Views expressed in opinion columns are the author's own.
An epic statue of the great abolitionist Frederick Douglass stands in Hornbake Plaza. Douglass' statue has become a rallying point on this campus for social justice groups. This is because great leaders such as Martin Luther King Jr., Susan B. Anthony and Douglass could successfully unite large and diverse groups of people to create positive change. People look up to them not just as individuals, but as representations of a struggle.
While there are many causes to be championed today, it is hard to find similar leaders. The American people no longer trust mainstream politicians and don't universally admire prominent celebrities. Today, front-runners who inspire change and motivate communities simply don't exist in America. What has happened to great American leaders?
The rise of individualism in American society explains this problem. America is one of the most individualistic societies in the world. That means Americans care more about themselves and less about larger collectives. They also tend to not respect hierarchies and are less willing to rely on higher authorities for support.

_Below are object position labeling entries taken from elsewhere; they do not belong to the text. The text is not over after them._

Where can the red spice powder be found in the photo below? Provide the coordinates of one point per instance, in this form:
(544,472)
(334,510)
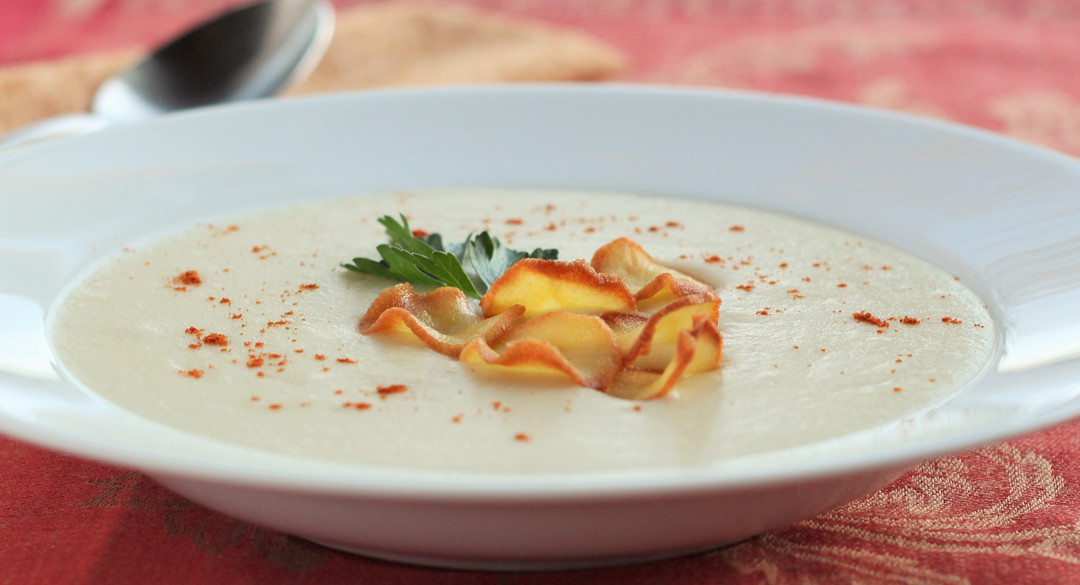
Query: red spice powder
(865,316)
(216,339)
(188,277)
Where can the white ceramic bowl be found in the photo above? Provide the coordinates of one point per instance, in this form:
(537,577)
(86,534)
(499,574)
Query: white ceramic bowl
(1002,215)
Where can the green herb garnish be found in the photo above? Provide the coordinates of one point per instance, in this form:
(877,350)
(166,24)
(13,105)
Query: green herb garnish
(471,266)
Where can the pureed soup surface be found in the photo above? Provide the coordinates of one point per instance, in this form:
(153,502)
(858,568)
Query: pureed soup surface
(247,331)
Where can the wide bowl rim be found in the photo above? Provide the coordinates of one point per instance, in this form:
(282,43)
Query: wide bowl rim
(328,478)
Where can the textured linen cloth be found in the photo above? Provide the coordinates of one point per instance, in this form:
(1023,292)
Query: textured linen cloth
(1006,514)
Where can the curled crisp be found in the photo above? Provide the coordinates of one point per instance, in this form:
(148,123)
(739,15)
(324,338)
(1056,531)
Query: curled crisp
(444,320)
(543,286)
(580,347)
(655,284)
(653,344)
(698,350)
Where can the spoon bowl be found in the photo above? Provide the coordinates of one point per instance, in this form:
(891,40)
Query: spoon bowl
(250,52)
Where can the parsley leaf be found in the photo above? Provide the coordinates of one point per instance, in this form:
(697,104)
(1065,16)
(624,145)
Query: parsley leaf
(471,266)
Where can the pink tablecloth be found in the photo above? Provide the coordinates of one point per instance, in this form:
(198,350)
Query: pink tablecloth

Because of this, Americans have come to believe that they exert complete autonomy over their lives.
Most Americans want to make choices that promote their own interests instead of mutual beliefs and the overarching interests of the collective. "What is in it for me?" has become the pervasive question in America, while the value of virtue and truth has dwindled. Today's leaders have learned they cannot earn Americans' respect by preaching values of equality, love or justice. Their support can only be garnered by catering to individual interests — saying what people want to hear. Contemporary political campaigns perfectly emulate this reality.
In campaigns, everything is intentional, including a candidate's clothing, hairdo and even vocabulary. We have asked politicians to dismantle the hierarchy that separates the people from their leaders. Individualistic Americans want to see their leaders as representations of themselves, because they want to believe they can easily climb the social ladder. Most contemporary politicians dilute their personality and political stances enough to be accepted by the largest group possible. Discussions of ethics and morals have diminished, and Americans now choose their leaders based off superficial factors that appeal to their own interests and identity. When there is no sense of collective obligation, it is difficult for leaders to unite large swaths of people, especially over issues of justice.
Critics of this theory will point to the recent women's and climate marches as examples of Americans uniting for justice. However, these events were direct responses to the rise of President Trump. Women's and environmental rights were issues before his election. If Americans truly cared about these values, why did more than 40 percent of Americans choose not to vote? And that is considered an excellent turnout for the United States. In comparison, the record-low turnout in France on May 7 was at least 14 percent higher than in the U.S.
America needs a moral re-awakening that inspires citizens to care more about values and virtues. If we desire to engender change like Anthony, Douglass and King did, we need to be ready to accept leadership. So, when we pass the Frederick Douglass statue, let's try to be less individualistic and think more about how we can champion causes greater than ourselves.